Wednesday, December 16, 2009

Isaiah 12:2-6

[1You will say in that day:
I will give thanks to you, O Lord,
   for though you were angry with me,
your anger turned away,
   and you comforted me.]

2Surely God is my salvation;
   I will trust, and will not be afraid,
for the Lord God is my strength and my might;
   he has become my salvation.

3With joy you will draw water from the wells of salvation. 4And you will say in that day:
Give thanks to the Lord,
   call on his name;
make known his deeds among the nations;
   proclaim that his name is exalted.
5Sing praises to the Lord, for he has done
gloriously;
   let this be known in all the earth.
6Shout aloud and sing for joy, O royal Zion,
   for great in your midst is the Holy One of Israel.

   
I’m not a Hebrew scholar so anything you see me do with it ought to first be discounted and then questioned and questioned again. With that disclaimer I note the word “salvation” and an indication that its root can be read as either causative (to save) or passive (be saved). I am stimulated by the friction between two forms, energized by seeing elemental particles escaping from a collision of words, as well as atoms.

Presumably both forms point the action of salvation from G*D (causative) to us (passive).
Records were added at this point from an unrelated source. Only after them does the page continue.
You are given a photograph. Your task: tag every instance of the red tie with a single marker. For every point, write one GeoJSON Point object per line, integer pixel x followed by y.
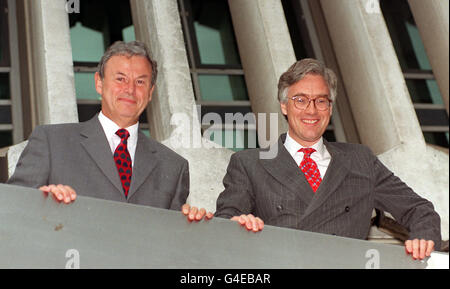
{"type": "Point", "coordinates": [123, 160]}
{"type": "Point", "coordinates": [309, 168]}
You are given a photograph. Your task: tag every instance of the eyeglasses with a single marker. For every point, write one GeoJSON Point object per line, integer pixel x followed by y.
{"type": "Point", "coordinates": [302, 102]}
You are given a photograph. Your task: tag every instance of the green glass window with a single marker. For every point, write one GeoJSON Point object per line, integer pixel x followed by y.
{"type": "Point", "coordinates": [419, 78]}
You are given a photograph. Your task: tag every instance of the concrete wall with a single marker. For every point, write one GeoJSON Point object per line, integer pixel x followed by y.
{"type": "Point", "coordinates": [380, 100]}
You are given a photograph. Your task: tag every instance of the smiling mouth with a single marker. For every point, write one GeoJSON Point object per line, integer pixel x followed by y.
{"type": "Point", "coordinates": [129, 100]}
{"type": "Point", "coordinates": [310, 121]}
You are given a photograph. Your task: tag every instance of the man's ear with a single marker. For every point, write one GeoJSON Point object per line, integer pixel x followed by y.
{"type": "Point", "coordinates": [98, 83]}
{"type": "Point", "coordinates": [283, 106]}
{"type": "Point", "coordinates": [151, 93]}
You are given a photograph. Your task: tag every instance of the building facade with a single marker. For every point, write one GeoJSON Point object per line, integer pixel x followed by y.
{"type": "Point", "coordinates": [219, 63]}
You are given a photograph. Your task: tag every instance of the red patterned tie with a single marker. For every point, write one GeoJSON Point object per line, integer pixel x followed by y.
{"type": "Point", "coordinates": [123, 160]}
{"type": "Point", "coordinates": [309, 168]}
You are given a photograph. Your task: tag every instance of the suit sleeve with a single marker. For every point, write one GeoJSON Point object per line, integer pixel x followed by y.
{"type": "Point", "coordinates": [238, 197]}
{"type": "Point", "coordinates": [409, 209]}
{"type": "Point", "coordinates": [33, 167]}
{"type": "Point", "coordinates": [182, 189]}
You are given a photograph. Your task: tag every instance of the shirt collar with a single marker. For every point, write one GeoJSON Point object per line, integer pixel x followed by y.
{"type": "Point", "coordinates": [110, 127]}
{"type": "Point", "coordinates": [292, 146]}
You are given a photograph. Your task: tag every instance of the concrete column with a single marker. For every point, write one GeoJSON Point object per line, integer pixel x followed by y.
{"type": "Point", "coordinates": [52, 66]}
{"type": "Point", "coordinates": [380, 101]}
{"type": "Point", "coordinates": [158, 24]}
{"type": "Point", "coordinates": [172, 113]}
{"type": "Point", "coordinates": [266, 52]}
{"type": "Point", "coordinates": [432, 20]}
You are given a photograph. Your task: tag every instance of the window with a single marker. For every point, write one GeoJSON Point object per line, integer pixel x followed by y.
{"type": "Point", "coordinates": [10, 98]}
{"type": "Point", "coordinates": [417, 71]}
{"type": "Point", "coordinates": [98, 25]}
{"type": "Point", "coordinates": [216, 70]}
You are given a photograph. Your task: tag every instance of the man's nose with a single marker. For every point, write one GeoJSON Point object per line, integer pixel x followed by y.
{"type": "Point", "coordinates": [131, 88]}
{"type": "Point", "coordinates": [311, 108]}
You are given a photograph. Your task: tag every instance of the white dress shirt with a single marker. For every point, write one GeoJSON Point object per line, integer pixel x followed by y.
{"type": "Point", "coordinates": [321, 156]}
{"type": "Point", "coordinates": [110, 128]}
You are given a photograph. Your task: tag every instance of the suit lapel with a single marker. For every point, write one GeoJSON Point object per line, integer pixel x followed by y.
{"type": "Point", "coordinates": [285, 170]}
{"type": "Point", "coordinates": [337, 171]}
{"type": "Point", "coordinates": [96, 145]}
{"type": "Point", "coordinates": [145, 160]}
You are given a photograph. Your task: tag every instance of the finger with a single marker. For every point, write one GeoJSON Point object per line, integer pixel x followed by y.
{"type": "Point", "coordinates": [430, 248]}
{"type": "Point", "coordinates": [185, 209]}
{"type": "Point", "coordinates": [73, 194]}
{"type": "Point", "coordinates": [243, 220]}
{"type": "Point", "coordinates": [260, 224]}
{"type": "Point", "coordinates": [209, 216]}
{"type": "Point", "coordinates": [408, 246]}
{"type": "Point", "coordinates": [56, 193]}
{"type": "Point", "coordinates": [416, 245]}
{"type": "Point", "coordinates": [422, 248]}
{"type": "Point", "coordinates": [192, 213]}
{"type": "Point", "coordinates": [66, 193]}
{"type": "Point", "coordinates": [201, 213]}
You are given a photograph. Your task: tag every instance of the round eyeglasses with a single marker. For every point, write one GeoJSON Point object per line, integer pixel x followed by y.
{"type": "Point", "coordinates": [302, 102]}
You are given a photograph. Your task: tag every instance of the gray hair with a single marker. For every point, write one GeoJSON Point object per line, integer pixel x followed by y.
{"type": "Point", "coordinates": [133, 48]}
{"type": "Point", "coordinates": [299, 70]}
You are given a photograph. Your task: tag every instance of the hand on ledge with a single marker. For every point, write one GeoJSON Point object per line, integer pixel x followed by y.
{"type": "Point", "coordinates": [419, 249]}
{"type": "Point", "coordinates": [250, 222]}
{"type": "Point", "coordinates": [60, 193]}
{"type": "Point", "coordinates": [195, 214]}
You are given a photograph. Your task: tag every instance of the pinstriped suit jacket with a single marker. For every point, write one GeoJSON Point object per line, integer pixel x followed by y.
{"type": "Point", "coordinates": [79, 155]}
{"type": "Point", "coordinates": [355, 183]}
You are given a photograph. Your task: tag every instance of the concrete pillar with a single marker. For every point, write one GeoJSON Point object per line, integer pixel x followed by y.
{"type": "Point", "coordinates": [432, 20]}
{"type": "Point", "coordinates": [266, 52]}
{"type": "Point", "coordinates": [380, 101]}
{"type": "Point", "coordinates": [52, 66]}
{"type": "Point", "coordinates": [172, 113]}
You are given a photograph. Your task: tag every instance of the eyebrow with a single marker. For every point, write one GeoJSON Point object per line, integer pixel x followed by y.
{"type": "Point", "coordinates": [140, 76]}
{"type": "Point", "coordinates": [316, 95]}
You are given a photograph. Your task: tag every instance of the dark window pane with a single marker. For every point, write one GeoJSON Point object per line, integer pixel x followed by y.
{"type": "Point", "coordinates": [432, 117]}
{"type": "Point", "coordinates": [99, 24]}
{"type": "Point", "coordinates": [85, 86]}
{"type": "Point", "coordinates": [424, 91]}
{"type": "Point", "coordinates": [5, 138]}
{"type": "Point", "coordinates": [404, 34]}
{"type": "Point", "coordinates": [222, 110]}
{"type": "Point", "coordinates": [5, 114]}
{"type": "Point", "coordinates": [297, 29]}
{"type": "Point", "coordinates": [4, 86]}
{"type": "Point", "coordinates": [222, 87]}
{"type": "Point", "coordinates": [437, 138]}
{"type": "Point", "coordinates": [4, 34]}
{"type": "Point", "coordinates": [214, 33]}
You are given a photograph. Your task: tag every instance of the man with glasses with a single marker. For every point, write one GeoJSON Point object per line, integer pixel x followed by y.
{"type": "Point", "coordinates": [320, 186]}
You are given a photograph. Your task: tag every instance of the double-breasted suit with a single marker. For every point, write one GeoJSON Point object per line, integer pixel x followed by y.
{"type": "Point", "coordinates": [355, 183]}
{"type": "Point", "coordinates": [78, 155]}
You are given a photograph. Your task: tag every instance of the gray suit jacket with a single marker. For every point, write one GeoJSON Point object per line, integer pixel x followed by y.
{"type": "Point", "coordinates": [78, 155]}
{"type": "Point", "coordinates": [355, 183]}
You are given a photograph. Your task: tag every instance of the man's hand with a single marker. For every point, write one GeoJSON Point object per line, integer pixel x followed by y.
{"type": "Point", "coordinates": [419, 248]}
{"type": "Point", "coordinates": [250, 222]}
{"type": "Point", "coordinates": [193, 213]}
{"type": "Point", "coordinates": [60, 193]}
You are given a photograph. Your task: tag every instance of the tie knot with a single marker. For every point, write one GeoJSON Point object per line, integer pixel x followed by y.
{"type": "Point", "coordinates": [123, 133]}
{"type": "Point", "coordinates": [307, 151]}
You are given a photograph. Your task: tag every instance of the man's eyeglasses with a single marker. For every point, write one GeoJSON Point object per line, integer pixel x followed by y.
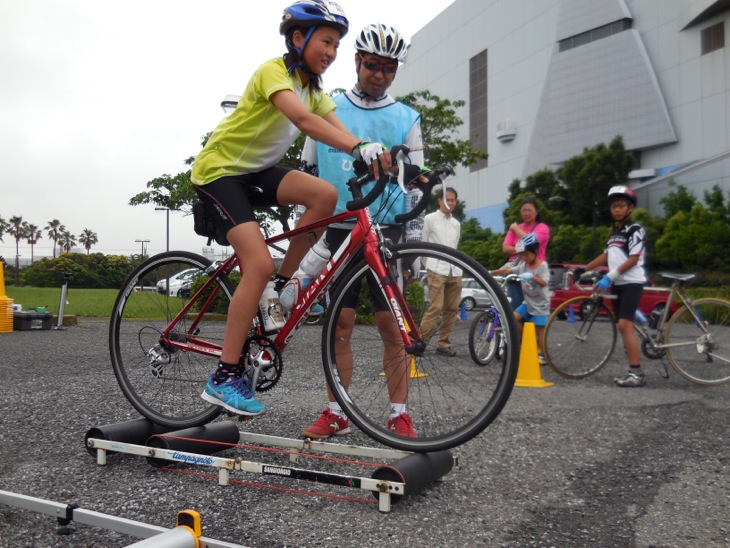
{"type": "Point", "coordinates": [387, 68]}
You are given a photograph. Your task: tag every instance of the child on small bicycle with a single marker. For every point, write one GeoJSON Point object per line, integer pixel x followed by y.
{"type": "Point", "coordinates": [237, 171]}
{"type": "Point", "coordinates": [625, 255]}
{"type": "Point", "coordinates": [534, 274]}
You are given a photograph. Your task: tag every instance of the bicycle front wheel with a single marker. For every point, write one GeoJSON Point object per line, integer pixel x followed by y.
{"type": "Point", "coordinates": [161, 381]}
{"type": "Point", "coordinates": [698, 341]}
{"type": "Point", "coordinates": [484, 338]}
{"type": "Point", "coordinates": [579, 337]}
{"type": "Point", "coordinates": [368, 367]}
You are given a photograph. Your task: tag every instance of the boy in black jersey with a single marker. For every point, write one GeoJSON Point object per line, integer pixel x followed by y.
{"type": "Point", "coordinates": [625, 255]}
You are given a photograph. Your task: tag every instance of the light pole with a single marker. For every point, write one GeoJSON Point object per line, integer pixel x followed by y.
{"type": "Point", "coordinates": [594, 216]}
{"type": "Point", "coordinates": [167, 213]}
{"type": "Point", "coordinates": [142, 242]}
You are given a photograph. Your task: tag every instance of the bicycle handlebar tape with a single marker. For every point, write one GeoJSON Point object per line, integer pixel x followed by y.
{"type": "Point", "coordinates": [136, 431]}
{"type": "Point", "coordinates": [528, 373]}
{"type": "Point", "coordinates": [415, 471]}
{"type": "Point", "coordinates": [206, 440]}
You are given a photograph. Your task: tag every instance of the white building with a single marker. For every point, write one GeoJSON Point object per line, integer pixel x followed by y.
{"type": "Point", "coordinates": [543, 79]}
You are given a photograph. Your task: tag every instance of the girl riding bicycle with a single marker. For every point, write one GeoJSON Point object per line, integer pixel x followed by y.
{"type": "Point", "coordinates": [236, 171]}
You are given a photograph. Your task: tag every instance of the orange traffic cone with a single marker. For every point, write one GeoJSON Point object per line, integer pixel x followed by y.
{"type": "Point", "coordinates": [528, 373]}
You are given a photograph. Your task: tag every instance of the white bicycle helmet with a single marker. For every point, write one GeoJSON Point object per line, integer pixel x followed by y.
{"type": "Point", "coordinates": [622, 191]}
{"type": "Point", "coordinates": [382, 40]}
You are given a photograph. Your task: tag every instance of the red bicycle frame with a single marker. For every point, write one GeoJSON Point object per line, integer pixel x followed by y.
{"type": "Point", "coordinates": [363, 235]}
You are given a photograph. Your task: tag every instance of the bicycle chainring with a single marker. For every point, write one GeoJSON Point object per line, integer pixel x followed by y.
{"type": "Point", "coordinates": [262, 363]}
{"type": "Point", "coordinates": [650, 352]}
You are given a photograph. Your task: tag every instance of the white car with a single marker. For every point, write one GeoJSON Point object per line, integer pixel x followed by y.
{"type": "Point", "coordinates": [176, 281]}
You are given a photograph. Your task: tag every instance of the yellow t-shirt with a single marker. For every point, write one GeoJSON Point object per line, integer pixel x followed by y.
{"type": "Point", "coordinates": [256, 135]}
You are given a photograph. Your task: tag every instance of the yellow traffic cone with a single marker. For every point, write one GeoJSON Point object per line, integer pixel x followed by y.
{"type": "Point", "coordinates": [528, 373]}
{"type": "Point", "coordinates": [6, 305]}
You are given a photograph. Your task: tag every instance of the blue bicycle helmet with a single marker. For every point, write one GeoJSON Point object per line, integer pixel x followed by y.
{"type": "Point", "coordinates": [528, 242]}
{"type": "Point", "coordinates": [313, 13]}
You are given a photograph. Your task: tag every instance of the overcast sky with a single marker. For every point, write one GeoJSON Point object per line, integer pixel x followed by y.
{"type": "Point", "coordinates": [99, 97]}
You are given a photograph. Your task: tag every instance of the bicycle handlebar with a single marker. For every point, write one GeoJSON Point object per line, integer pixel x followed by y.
{"type": "Point", "coordinates": [360, 202]}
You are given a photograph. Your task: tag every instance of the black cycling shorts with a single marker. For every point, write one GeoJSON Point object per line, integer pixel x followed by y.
{"type": "Point", "coordinates": [627, 300]}
{"type": "Point", "coordinates": [232, 199]}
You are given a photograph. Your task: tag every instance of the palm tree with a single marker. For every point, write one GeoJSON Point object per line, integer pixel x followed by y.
{"type": "Point", "coordinates": [54, 229]}
{"type": "Point", "coordinates": [33, 233]}
{"type": "Point", "coordinates": [17, 230]}
{"type": "Point", "coordinates": [3, 227]}
{"type": "Point", "coordinates": [66, 241]}
{"type": "Point", "coordinates": [88, 238]}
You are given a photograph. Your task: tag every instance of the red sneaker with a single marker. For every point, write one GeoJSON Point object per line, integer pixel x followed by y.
{"type": "Point", "coordinates": [328, 424]}
{"type": "Point", "coordinates": [402, 425]}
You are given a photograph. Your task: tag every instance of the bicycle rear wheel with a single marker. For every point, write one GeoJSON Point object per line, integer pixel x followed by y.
{"type": "Point", "coordinates": [484, 338]}
{"type": "Point", "coordinates": [700, 351]}
{"type": "Point", "coordinates": [449, 398]}
{"type": "Point", "coordinates": [579, 337]}
{"type": "Point", "coordinates": [161, 382]}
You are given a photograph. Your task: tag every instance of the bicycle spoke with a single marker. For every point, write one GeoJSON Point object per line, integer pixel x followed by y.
{"type": "Point", "coordinates": [579, 338]}
{"type": "Point", "coordinates": [450, 398]}
{"type": "Point", "coordinates": [162, 381]}
{"type": "Point", "coordinates": [698, 341]}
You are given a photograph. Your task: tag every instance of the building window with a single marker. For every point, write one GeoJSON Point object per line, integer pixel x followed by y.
{"type": "Point", "coordinates": [595, 34]}
{"type": "Point", "coordinates": [713, 38]}
{"type": "Point", "coordinates": [478, 106]}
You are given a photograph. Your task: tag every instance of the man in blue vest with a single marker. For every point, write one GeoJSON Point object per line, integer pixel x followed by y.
{"type": "Point", "coordinates": [373, 116]}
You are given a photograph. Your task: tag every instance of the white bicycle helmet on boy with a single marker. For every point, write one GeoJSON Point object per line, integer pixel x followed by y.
{"type": "Point", "coordinates": [528, 242]}
{"type": "Point", "coordinates": [382, 40]}
{"type": "Point", "coordinates": [621, 191]}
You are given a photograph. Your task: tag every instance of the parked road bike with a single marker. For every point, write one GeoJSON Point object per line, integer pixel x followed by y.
{"type": "Point", "coordinates": [486, 341]}
{"type": "Point", "coordinates": [580, 335]}
{"type": "Point", "coordinates": [163, 348]}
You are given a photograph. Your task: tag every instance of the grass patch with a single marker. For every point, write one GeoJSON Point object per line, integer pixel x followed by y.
{"type": "Point", "coordinates": [80, 302]}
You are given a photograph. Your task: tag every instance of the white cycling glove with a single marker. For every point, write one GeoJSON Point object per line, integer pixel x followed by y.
{"type": "Point", "coordinates": [367, 152]}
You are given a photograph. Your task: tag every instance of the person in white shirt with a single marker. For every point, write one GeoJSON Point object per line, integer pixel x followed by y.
{"type": "Point", "coordinates": [444, 280]}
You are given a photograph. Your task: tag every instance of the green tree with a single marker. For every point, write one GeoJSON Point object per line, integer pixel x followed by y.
{"type": "Point", "coordinates": [16, 228]}
{"type": "Point", "coordinates": [54, 229]}
{"type": "Point", "coordinates": [3, 227]}
{"type": "Point", "coordinates": [475, 241]}
{"type": "Point", "coordinates": [67, 241]}
{"type": "Point", "coordinates": [698, 240]}
{"type": "Point", "coordinates": [586, 179]}
{"type": "Point", "coordinates": [33, 234]}
{"type": "Point", "coordinates": [439, 125]}
{"type": "Point", "coordinates": [677, 200]}
{"type": "Point", "coordinates": [88, 238]}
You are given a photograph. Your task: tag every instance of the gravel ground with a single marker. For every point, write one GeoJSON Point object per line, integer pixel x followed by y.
{"type": "Point", "coordinates": [577, 464]}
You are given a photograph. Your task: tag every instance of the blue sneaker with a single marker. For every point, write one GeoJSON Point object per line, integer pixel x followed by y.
{"type": "Point", "coordinates": [233, 395]}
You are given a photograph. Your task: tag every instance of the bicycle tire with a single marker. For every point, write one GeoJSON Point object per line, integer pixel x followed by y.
{"type": "Point", "coordinates": [700, 355]}
{"type": "Point", "coordinates": [579, 338]}
{"type": "Point", "coordinates": [162, 383]}
{"type": "Point", "coordinates": [483, 340]}
{"type": "Point", "coordinates": [450, 400]}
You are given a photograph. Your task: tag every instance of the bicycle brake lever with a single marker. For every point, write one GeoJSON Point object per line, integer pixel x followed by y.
{"type": "Point", "coordinates": [400, 160]}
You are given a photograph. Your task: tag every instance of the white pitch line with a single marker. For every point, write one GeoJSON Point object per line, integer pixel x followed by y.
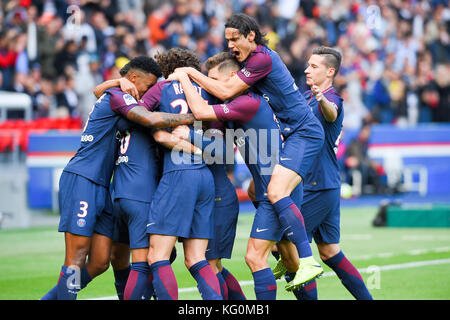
{"type": "Point", "coordinates": [407, 265]}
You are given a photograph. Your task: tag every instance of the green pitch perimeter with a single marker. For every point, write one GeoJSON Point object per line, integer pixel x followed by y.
{"type": "Point", "coordinates": [396, 263]}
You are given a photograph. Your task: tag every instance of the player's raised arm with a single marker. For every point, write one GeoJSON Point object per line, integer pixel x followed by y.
{"type": "Point", "coordinates": [125, 85]}
{"type": "Point", "coordinates": [142, 116]}
{"type": "Point", "coordinates": [199, 107]}
{"type": "Point", "coordinates": [222, 90]}
{"type": "Point", "coordinates": [329, 109]}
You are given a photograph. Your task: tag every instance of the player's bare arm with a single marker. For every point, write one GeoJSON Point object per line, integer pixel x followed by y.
{"type": "Point", "coordinates": [222, 90]}
{"type": "Point", "coordinates": [125, 85]}
{"type": "Point", "coordinates": [173, 142]}
{"type": "Point", "coordinates": [198, 106]}
{"type": "Point", "coordinates": [141, 115]}
{"type": "Point", "coordinates": [329, 109]}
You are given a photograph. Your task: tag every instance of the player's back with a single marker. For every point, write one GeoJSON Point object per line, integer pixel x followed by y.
{"type": "Point", "coordinates": [137, 166]}
{"type": "Point", "coordinates": [277, 86]}
{"type": "Point", "coordinates": [173, 100]}
{"type": "Point", "coordinates": [95, 158]}
{"type": "Point", "coordinates": [324, 173]}
{"type": "Point", "coordinates": [257, 136]}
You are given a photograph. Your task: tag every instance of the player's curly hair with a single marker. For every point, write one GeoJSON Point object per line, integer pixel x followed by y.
{"type": "Point", "coordinates": [142, 63]}
{"type": "Point", "coordinates": [333, 57]}
{"type": "Point", "coordinates": [224, 60]}
{"type": "Point", "coordinates": [177, 58]}
{"type": "Point", "coordinates": [245, 24]}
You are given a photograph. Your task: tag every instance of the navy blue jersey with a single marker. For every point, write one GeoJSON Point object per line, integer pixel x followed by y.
{"type": "Point", "coordinates": [268, 76]}
{"type": "Point", "coordinates": [169, 97]}
{"type": "Point", "coordinates": [96, 156]}
{"type": "Point", "coordinates": [257, 136]}
{"type": "Point", "coordinates": [137, 167]}
{"type": "Point", "coordinates": [324, 174]}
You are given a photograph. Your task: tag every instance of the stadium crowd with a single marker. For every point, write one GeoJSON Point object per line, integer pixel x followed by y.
{"type": "Point", "coordinates": [396, 53]}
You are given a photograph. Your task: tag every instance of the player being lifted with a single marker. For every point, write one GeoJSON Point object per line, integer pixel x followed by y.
{"type": "Point", "coordinates": [258, 138]}
{"type": "Point", "coordinates": [183, 203]}
{"type": "Point", "coordinates": [264, 72]}
{"type": "Point", "coordinates": [321, 201]}
{"type": "Point", "coordinates": [84, 199]}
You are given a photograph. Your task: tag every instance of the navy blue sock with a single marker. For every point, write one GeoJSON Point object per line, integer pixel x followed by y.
{"type": "Point", "coordinates": [275, 254]}
{"type": "Point", "coordinates": [121, 277]}
{"type": "Point", "coordinates": [53, 293]}
{"type": "Point", "coordinates": [164, 281]}
{"type": "Point", "coordinates": [292, 221]}
{"type": "Point", "coordinates": [265, 284]}
{"type": "Point", "coordinates": [207, 282]}
{"type": "Point", "coordinates": [223, 286]}
{"type": "Point", "coordinates": [68, 284]}
{"type": "Point", "coordinates": [85, 278]}
{"type": "Point", "coordinates": [234, 288]}
{"type": "Point", "coordinates": [306, 292]}
{"type": "Point", "coordinates": [349, 275]}
{"type": "Point", "coordinates": [137, 281]}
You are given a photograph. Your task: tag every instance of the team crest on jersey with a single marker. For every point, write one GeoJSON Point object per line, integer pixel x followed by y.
{"type": "Point", "coordinates": [246, 72]}
{"type": "Point", "coordinates": [225, 108]}
{"type": "Point", "coordinates": [129, 99]}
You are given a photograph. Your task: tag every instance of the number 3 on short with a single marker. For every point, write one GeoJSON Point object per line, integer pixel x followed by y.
{"type": "Point", "coordinates": [83, 209]}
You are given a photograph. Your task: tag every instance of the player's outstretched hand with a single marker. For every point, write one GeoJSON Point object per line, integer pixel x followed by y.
{"type": "Point", "coordinates": [317, 92]}
{"type": "Point", "coordinates": [177, 75]}
{"type": "Point", "coordinates": [128, 87]}
{"type": "Point", "coordinates": [181, 132]}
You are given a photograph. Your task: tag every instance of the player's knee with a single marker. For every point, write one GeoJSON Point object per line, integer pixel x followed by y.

If you are intrigued by turning that model around, you may be interested in Nikos Kazantzakis’ Saviors of God: Spiritual Exercises and Bernstein's Kaddish: Symphony No. 3.

Does a reversal of salvation verbiage bother or energize you? Can Christmas or a “Second Coming” (as if this were not an every moment experience/possibility) be seen anew as “G*D with US” and that withness passing the gift of salvation back and forth?

If I were to write a second time on this passage I might take the translators of the New Revised Standard Version to task for leaving the word “song” out of verse 2. Other translations at least acknowledge a vision of G*D as “strength and song” while the NRSV only has it “strength and might”. This is a case where parallelism is helped by contrast rather than repetition.

If I were to write a third time I would wonder about verse 1 and its absence in the Revised Common Lectionary. It is the compassion, the comfort, that has gone before that sets up the rest of the joy. A case could be made for compassion-less joy being no joy at all. Without compassion, joy is only a lovely word covering forced jollity.

If you were to write about this passage, how would you come at it. There seems to be a variety of perspectives available for every Bible passage. This is why a literal reading is a good place to start, but isn’t a good place to end.